Exciton-polaritons are mutually interacting quantum hybridizations of confined photons and electronic excitations. Here, we demonstrate a system of optically guided, electrically polarized exciton-polaritons ("dipolaritons") that displays up to 200-fold enhancement of the polariton-polariton interaction strength compared to unpolarized polaritons. The magnitude of the dipolar interaction enhancement can be turned on and off and can be easily tuned over a very wide range by varying the applied polarizing electric field. The large interaction strengths and the very long propagation distances of these fully guided dipolaritons open up new opportunities for realizing complex quantum circuitry and quantum simulators, as well as topological states based on exciton-polaritons, for which the interactions between polaritons need to be large and spatially or temporally controlled. The results also raise fundamental questions on the origin of these large enhancements.

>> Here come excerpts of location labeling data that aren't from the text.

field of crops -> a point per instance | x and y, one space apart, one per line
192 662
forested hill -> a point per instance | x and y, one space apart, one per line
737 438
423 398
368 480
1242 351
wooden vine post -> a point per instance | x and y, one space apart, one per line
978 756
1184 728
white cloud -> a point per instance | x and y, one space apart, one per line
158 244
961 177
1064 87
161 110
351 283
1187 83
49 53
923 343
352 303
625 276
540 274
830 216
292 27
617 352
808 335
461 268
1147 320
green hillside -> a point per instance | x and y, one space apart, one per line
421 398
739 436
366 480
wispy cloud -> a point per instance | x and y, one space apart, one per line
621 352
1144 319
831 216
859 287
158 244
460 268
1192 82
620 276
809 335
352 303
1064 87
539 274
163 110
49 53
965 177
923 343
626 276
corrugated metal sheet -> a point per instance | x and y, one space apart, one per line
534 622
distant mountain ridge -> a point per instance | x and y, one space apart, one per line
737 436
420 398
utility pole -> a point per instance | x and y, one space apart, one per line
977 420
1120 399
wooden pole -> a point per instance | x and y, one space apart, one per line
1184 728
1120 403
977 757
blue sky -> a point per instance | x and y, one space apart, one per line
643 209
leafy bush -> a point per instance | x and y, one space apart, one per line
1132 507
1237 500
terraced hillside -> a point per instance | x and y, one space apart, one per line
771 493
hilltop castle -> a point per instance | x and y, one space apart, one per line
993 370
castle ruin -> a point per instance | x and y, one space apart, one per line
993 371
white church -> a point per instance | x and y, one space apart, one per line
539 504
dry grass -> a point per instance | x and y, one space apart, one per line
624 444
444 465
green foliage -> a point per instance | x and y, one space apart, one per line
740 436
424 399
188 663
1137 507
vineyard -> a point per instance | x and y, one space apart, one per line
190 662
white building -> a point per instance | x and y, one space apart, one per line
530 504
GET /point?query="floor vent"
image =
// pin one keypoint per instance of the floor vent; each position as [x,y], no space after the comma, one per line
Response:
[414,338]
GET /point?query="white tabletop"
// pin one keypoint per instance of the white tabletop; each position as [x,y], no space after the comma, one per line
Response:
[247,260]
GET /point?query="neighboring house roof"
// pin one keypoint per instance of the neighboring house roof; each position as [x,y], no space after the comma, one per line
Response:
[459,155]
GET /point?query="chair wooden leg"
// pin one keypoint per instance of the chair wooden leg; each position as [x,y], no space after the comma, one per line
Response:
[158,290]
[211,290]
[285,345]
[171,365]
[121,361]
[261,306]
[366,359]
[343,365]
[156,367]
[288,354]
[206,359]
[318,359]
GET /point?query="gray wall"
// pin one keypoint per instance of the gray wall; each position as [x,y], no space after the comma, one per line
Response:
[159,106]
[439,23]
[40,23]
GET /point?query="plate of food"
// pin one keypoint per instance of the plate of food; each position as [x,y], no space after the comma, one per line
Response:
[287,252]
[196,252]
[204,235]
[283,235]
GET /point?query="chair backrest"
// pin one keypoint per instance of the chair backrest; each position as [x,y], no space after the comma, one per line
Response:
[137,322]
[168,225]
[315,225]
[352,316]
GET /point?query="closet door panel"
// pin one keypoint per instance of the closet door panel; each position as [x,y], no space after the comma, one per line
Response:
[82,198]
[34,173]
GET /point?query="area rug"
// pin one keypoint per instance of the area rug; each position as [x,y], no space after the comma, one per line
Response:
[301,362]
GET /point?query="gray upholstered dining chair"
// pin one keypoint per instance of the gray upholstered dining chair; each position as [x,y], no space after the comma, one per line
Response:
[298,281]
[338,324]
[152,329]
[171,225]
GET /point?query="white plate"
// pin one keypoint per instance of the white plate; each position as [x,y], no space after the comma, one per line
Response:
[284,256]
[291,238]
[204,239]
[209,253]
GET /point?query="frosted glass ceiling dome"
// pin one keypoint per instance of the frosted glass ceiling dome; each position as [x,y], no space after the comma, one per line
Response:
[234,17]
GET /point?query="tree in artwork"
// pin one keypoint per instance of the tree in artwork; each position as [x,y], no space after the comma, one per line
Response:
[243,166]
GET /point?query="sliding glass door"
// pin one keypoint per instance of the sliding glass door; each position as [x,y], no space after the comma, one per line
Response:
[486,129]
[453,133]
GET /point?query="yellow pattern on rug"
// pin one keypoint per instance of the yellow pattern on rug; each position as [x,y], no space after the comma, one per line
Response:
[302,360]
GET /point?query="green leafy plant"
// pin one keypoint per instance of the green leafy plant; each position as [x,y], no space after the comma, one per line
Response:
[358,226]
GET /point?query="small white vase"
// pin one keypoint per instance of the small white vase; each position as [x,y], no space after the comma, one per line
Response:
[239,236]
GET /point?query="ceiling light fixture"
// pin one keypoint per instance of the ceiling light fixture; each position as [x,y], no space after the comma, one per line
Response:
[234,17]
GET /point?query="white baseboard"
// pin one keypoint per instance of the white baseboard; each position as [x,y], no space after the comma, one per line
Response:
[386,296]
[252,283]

Transition from Propagating Polariton Solitons to a Standing Wave Condensate Induced by Interactions

We explore phase transitions of polariton wave packets, first, to a soliton and then to a standing wave polariton condensate in a multimode microwire system, mediated by nonlinear polariton interactions. At low excitation density, we observe ballistic propagation of the multimode polariton wave packets arising from the interference between different transverse modes. With increasing excitation density, the wave packets transform into single-mode bright solitons due to effects of both intermodal and intramodal polariton-polariton scattering. Further increase of the excitation density increases thermalization speed, leading to relaxation of the polariton density from a solitonic spectrum distribution in momentum space down to low momenta, with the resultant formation of a nonequilibrium condensate manifested by a standing wave pattern across the whole sample.

First observation of the quantized exciton-polariton field and effect of interactions on a single polariton

Polaritons are quasi-particles that originate from the coupling of light with matter and that demonstrate quantum phenomena at the many-particle mesoscopic level, such as Bose-Einstein condensation and superfluidity. A highly sought and long-time missing feature of polaritons is a genuine quantum manifestation of their dynamics at the single-particle level. Although they are conceptually perceived as entangled states and theoretical proposals abound for an explicit manifestation of their single-particle properties, so far their behavior has remained fully accounted for by classical and mean-field theories. We report the first experimental demonstration of a genuinely quantum state of the microcavity polariton field, by swapping a photon for a polariton in a two-photon entangled state generated by parametric downconversion. When bringing this single-polariton quantum state in contact with a polariton condensate, we observe a disentangling with the external photon. This manifestation of a polariton quantum state involving a single quantum unlocks new possibilities for quantum information processing with interacting bosons.